The United States and Ukraine Hold Third Cyber Dialogue
U.S. Department of State, Office of the Spokesperson,
Wash, D.C. Mar 3, 2020
WASHINGTON, D.C. - The United States and Ukraine held their third cyber dialogue in Kyiv on March 3, 2020. This dialogue reaffirms our shared commitment to ensure an open, interoperable, reliable, and secure cyberspace in which all states behave responsibly.
Representatives of the United States and Ukraine discussed recent national cybersecurity policy developments, 5G security concerns, cyber capacity building, and international cyber policy issues, including engagements in multilateral fora and policies around public attribution.
The delegations reviewed ongoing and proposed U.S. cybersecurity assistance projects developed in concert with relevant Ukrainian agencies and stakeholders, including strengthening critical infrastructure cybersecurity; cyber strategy development and implementation; enhancing cyber defense, incident response, and information sharing capabilities; raising cybersecurity awareness for all stakeholders; and providing training on securing industrial control systems and digital forensics.
These projects complement U.S.-Ukraine cooperation on other cybersecurity matters.
As a demonstration of its continued commitment to supporting cybersecurity, the United States announced an additional $8 million from the Department of State in cybersecurity assistance on top of the $10 million pledged in 2017.
Part of this funding will support the U.S. Agency for International Development’s new cybersecurity project, which plans to invest up to $38 million over four years, to build Ukraine’s cybersecurity capabilities through support for legal and regulatory reform, cyber workforce development, and private sector engagement.

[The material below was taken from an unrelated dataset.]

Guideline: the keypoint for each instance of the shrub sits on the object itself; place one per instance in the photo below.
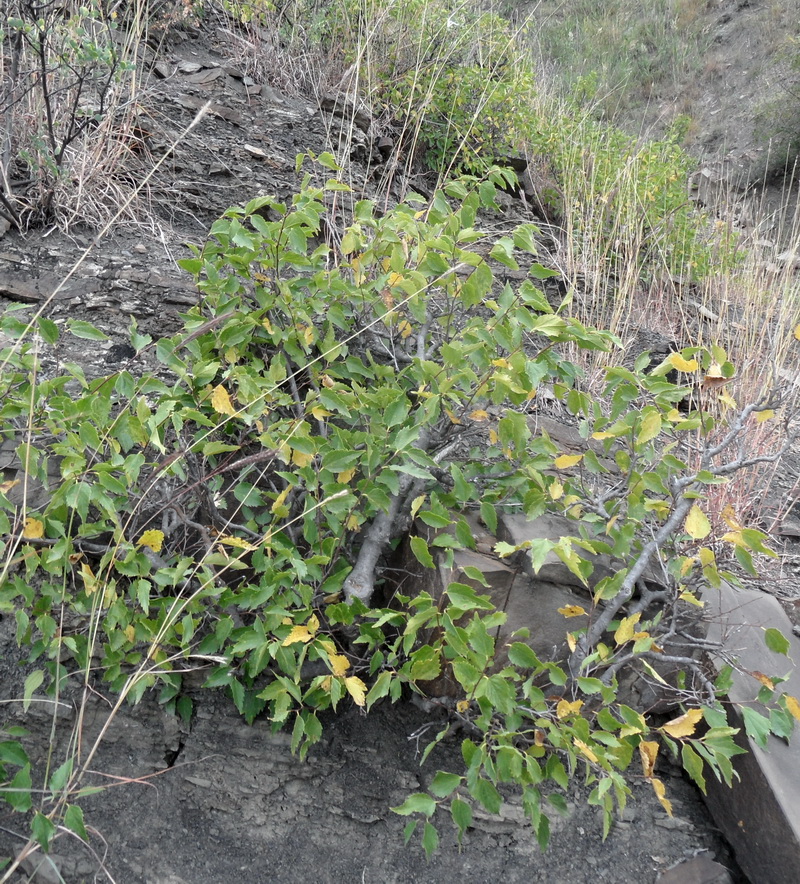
(235, 516)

Additionally, the Federal Bureau of Investigation presented the National Police of Ukraine Cyber Police and the Prosecutor General’s Office of Ukraine with a Director’s Certificate for their unrelenting efforts in conjunction with the FBI to arrest and extradite cybercriminals who operated freely in Ukraine for many years.
The Department of State led the U.S. delegation, headed by Joseph Pennington, Acting Deputy Chief of Mission at the U.S. Embassy in Kyiv, which included U.S. representatives from the Departments of Defense, Energy, Homeland Security, and Treasury, the Federal Bureau of Investigation, and the U.S. Agency for International Development.
Ruslan Nimchynskyi, Ministry of Foreign Affairs Director General for International Security, led Ukraine’s interagency delegation, which included representatives from the Ministries of Defense and Digital Transformation, the Information Security and Cyber Security Service, the Security Service of Ukraine, Foreign Intelligence Service, State Service of Special Communication and Information Protection, Cyber Police Department of the National Police of Ukraine, State Financial Monitoring Service, National Bank of Ukraine, and National Institute of Strategic Studies.